La discrimination persiste 50 ans après la décriminalisation de l’homosexualité

Publié le

Les marcheurs font flotter des drapeaux arc-en-ciel et des drapeaux de la fierté trans.
De nos jours, des milliers de personnes assistent ou participent chaque année à de grands défilés de la fierté LGBTQ+ dans plusieurs villes en Atlantique, comme ci-dessus à Moncton en 2018.   Photo : Radio-Canada / Jean-Philippe Hughes

Le 14 mai 1969, il y a 50 ans, le Canada décriminalisait l'homosexualité. Deux ans plus tôt, en déposant le projet de loi C-195, Pierre Elliott Trudeau, qui était alors ministre fédéral de la Justice, déclarait que « l'État n'a rien à faire dans les chambres à coucher. »

Dans l’entrevue ci-dessus, Charles McDougall, coordonnateur chez l’organisme Rivière de la fierté, et Yves Goguen, professeur de droit à l’Université de Moncton, font le point sur l’évolution des choses depuis l’adoption de cette loi.

Malgré le fait que l'homosexualité est décriminalisée, il reste encore du chemin à faire pour atteindre l’égalité, selon Charles MacDougall.

Par exemple, même s’il y a un changement dans l’interdiction pour les hommes ayant des relations sexuelles avec d’autres hommes de donner du sang, c’est passé d’un an sans relation sexuelle avec un autre homme à trois mois. C’est toujours de la discrimination. On peut aussi parler de la criminalisation des travailleurs du sexe. Il y a toujours d’autres changements juridiques qu’il faut faire. Par exemple, l’âge du consentement pour le sexe anal est à 18 ans tandis que pour d’autres types de sexe c’est à 16 ans, affirme Charles McDougall.

Il y a toujours des gens, même dans notre région, qui vont être battus pour leur homosexualité.

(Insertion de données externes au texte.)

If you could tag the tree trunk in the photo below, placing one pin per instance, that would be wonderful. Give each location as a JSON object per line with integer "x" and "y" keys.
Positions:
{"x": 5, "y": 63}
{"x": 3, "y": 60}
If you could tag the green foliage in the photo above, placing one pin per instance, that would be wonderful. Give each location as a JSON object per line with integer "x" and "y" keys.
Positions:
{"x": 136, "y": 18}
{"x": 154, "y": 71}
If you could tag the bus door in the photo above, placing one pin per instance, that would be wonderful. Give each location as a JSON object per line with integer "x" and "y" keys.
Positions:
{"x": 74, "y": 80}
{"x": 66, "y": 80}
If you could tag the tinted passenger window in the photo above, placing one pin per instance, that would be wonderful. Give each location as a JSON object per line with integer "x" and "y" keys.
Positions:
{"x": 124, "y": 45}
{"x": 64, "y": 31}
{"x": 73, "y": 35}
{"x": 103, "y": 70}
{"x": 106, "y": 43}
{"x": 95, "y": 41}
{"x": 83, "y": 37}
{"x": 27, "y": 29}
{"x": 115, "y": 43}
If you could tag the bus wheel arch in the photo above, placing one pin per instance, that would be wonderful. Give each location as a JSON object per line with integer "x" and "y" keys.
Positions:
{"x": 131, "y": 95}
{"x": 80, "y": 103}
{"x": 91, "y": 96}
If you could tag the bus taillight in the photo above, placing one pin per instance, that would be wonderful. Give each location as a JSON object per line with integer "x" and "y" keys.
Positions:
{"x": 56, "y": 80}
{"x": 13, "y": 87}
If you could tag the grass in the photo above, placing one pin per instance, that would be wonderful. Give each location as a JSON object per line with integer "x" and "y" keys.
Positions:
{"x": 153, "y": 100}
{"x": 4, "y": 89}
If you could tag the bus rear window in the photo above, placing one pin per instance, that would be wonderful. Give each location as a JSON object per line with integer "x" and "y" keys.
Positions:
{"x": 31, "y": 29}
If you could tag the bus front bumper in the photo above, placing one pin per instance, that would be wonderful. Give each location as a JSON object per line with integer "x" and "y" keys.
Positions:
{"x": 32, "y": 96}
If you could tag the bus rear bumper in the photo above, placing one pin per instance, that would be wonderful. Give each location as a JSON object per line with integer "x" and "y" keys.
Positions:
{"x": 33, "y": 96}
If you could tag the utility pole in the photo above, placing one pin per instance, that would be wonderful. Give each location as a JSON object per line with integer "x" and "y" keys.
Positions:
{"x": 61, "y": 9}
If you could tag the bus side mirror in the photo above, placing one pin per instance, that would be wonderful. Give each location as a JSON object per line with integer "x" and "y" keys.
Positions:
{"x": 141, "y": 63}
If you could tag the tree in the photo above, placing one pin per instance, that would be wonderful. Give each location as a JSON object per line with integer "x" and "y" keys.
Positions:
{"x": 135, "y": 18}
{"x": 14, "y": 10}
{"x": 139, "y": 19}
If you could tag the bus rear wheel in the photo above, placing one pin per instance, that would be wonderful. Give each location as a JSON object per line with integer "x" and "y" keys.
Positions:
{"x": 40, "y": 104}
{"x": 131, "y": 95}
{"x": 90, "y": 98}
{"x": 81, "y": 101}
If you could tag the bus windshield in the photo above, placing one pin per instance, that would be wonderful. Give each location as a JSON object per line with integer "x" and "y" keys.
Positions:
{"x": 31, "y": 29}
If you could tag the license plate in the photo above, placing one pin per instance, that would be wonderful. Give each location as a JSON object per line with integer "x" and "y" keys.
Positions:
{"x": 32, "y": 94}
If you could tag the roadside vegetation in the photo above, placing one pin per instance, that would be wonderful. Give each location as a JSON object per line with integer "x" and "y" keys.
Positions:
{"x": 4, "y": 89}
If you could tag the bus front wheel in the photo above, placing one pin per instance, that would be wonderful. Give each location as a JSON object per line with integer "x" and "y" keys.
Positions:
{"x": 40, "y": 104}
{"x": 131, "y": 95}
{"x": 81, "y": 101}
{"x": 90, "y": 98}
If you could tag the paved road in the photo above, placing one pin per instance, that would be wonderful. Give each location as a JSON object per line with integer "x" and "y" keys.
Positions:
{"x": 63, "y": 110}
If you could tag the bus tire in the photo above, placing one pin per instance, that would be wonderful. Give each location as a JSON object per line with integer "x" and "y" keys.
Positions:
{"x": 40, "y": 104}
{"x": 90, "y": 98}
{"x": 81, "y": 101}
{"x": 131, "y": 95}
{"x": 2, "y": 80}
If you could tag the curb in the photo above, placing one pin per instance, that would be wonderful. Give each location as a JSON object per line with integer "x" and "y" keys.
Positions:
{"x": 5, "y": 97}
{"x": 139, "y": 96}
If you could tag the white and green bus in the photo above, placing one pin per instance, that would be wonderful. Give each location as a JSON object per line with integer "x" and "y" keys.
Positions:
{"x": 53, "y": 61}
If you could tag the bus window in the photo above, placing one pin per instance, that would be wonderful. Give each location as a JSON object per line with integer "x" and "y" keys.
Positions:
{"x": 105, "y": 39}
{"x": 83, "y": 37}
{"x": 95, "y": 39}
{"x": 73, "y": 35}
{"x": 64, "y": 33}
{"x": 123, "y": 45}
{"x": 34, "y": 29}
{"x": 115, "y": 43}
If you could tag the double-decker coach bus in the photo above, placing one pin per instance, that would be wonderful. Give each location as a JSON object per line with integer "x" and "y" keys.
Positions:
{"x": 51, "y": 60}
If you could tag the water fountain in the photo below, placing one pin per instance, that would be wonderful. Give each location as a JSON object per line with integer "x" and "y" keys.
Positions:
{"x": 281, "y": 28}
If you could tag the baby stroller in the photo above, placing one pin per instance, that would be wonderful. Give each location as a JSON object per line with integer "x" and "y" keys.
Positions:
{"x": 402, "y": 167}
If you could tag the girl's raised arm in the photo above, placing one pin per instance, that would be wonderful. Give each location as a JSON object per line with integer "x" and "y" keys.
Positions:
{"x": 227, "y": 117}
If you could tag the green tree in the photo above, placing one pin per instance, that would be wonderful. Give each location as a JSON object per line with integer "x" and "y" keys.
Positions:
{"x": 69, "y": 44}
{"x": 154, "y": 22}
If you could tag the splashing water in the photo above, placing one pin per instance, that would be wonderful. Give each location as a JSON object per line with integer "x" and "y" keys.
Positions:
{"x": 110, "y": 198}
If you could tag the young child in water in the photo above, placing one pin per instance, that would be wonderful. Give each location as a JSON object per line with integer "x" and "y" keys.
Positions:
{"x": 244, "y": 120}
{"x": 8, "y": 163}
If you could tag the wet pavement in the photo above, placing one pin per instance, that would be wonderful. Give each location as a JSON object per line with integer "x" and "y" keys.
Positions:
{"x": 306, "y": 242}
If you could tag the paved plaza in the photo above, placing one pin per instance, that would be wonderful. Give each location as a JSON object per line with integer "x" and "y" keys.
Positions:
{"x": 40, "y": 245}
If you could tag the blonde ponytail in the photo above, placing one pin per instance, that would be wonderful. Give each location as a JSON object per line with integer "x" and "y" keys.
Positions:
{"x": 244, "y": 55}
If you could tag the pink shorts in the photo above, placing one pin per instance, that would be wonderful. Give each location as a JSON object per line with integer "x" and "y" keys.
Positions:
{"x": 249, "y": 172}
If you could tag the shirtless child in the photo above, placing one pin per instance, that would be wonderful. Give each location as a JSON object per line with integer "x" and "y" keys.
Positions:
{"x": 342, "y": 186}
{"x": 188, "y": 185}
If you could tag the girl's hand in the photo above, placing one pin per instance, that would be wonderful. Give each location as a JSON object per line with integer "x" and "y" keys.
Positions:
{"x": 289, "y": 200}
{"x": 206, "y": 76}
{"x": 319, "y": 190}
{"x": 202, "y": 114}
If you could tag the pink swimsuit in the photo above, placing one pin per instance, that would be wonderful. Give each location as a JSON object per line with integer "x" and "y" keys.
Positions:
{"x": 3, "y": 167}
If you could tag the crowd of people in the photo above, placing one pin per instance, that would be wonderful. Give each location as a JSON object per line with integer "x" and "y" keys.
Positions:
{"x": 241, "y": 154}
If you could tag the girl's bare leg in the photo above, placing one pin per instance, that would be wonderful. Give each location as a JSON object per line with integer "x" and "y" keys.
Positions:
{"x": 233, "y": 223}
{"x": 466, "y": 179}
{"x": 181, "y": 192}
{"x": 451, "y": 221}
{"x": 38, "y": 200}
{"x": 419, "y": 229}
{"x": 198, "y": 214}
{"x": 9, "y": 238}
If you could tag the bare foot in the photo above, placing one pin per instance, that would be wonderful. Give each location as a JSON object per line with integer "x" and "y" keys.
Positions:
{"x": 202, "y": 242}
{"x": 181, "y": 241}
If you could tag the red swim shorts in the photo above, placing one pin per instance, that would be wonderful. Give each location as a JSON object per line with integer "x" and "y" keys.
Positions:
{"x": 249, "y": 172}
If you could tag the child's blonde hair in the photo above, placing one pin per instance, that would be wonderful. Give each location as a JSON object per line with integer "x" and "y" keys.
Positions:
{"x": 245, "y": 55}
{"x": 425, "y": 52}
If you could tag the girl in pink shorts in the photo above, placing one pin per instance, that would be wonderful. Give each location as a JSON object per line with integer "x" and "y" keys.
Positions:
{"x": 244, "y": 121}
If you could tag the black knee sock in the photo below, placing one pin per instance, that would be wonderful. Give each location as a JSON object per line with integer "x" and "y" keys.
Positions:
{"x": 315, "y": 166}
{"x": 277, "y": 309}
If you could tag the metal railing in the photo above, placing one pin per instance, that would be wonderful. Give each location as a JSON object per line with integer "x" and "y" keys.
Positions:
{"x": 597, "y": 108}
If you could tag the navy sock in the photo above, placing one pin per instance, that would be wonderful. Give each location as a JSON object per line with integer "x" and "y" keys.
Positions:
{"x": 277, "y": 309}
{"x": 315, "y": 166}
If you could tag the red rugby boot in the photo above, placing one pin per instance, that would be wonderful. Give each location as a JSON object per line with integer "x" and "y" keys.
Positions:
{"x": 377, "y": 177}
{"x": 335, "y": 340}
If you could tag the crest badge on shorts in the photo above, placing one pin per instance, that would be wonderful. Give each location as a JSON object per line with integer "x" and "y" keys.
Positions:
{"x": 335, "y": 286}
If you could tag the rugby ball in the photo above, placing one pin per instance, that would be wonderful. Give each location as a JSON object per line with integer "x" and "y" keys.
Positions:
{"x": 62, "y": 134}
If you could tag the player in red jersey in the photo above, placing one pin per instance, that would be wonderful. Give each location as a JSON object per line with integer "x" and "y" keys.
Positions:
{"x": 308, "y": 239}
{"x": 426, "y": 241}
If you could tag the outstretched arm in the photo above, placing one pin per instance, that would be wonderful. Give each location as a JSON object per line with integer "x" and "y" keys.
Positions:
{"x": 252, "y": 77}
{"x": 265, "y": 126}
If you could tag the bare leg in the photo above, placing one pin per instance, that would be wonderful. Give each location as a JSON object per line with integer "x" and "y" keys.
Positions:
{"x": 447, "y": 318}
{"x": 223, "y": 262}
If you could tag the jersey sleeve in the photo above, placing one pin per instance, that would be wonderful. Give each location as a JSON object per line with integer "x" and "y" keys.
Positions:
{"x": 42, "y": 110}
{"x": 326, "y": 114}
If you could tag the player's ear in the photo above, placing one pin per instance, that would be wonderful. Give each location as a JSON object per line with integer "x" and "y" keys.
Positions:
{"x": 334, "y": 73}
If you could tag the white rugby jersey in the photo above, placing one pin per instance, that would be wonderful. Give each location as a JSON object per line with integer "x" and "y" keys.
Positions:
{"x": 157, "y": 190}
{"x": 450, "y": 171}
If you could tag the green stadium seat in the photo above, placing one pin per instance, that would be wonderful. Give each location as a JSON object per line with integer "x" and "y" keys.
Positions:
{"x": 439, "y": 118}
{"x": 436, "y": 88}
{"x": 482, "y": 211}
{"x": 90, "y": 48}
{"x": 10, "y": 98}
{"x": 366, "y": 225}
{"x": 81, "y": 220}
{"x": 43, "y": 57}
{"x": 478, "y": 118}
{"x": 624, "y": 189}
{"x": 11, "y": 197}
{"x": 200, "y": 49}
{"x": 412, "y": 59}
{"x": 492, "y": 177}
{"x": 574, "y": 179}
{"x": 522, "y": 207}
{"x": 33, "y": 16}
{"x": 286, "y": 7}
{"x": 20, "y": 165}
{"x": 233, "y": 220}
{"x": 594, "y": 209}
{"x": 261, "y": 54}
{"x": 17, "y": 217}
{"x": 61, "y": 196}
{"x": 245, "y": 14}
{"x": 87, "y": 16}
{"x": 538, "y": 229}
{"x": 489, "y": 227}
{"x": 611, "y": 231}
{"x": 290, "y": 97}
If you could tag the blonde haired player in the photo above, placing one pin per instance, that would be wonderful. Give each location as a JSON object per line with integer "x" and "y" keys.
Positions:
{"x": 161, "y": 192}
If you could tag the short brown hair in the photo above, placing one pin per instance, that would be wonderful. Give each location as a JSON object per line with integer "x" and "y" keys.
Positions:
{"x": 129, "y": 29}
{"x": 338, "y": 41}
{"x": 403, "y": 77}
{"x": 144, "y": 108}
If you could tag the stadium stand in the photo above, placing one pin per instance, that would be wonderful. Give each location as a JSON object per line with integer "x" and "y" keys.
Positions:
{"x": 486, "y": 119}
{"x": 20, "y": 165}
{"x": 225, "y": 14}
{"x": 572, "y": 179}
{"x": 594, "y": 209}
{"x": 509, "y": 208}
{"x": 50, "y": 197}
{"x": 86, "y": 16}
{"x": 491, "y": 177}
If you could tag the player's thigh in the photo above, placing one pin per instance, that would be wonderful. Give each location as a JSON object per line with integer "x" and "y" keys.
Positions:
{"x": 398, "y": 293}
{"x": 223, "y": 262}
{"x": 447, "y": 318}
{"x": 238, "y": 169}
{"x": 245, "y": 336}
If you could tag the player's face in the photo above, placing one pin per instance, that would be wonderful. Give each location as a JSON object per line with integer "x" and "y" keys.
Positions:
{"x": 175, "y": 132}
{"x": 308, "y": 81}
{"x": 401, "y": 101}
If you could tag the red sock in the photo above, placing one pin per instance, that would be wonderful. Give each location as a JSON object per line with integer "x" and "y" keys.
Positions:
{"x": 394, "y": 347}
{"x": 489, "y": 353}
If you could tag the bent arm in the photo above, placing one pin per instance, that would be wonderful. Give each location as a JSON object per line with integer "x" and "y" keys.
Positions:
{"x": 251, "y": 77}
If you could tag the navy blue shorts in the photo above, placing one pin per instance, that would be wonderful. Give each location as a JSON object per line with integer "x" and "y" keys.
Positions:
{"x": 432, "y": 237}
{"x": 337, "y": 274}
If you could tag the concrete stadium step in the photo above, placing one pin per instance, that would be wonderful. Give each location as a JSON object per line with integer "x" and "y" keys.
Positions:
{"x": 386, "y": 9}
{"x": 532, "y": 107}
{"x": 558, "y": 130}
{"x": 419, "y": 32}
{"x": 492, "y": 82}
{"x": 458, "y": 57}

Charles McDougall, coordonnateur chez l’organisme Rivière de fierté à Moncton

Le Nouveau-Brunswick pourrait en faire plus pour aider la communauté LGBTQ+, estime Yves Goguen.

On a un traitement [de prévention du sida], la PrEP, qui est disponible dans la plupart des provinces. Au Nouveau-Brunswick, on traîne la patte. C’est un médicament qui devrait être accessible à tout le monde. Ce manque d’accessibilité, c’est une autre façon si vous voulez de contrôler le corps des personnes. On est encore dans une atmosphère de stigma, souligne Yves Goguen.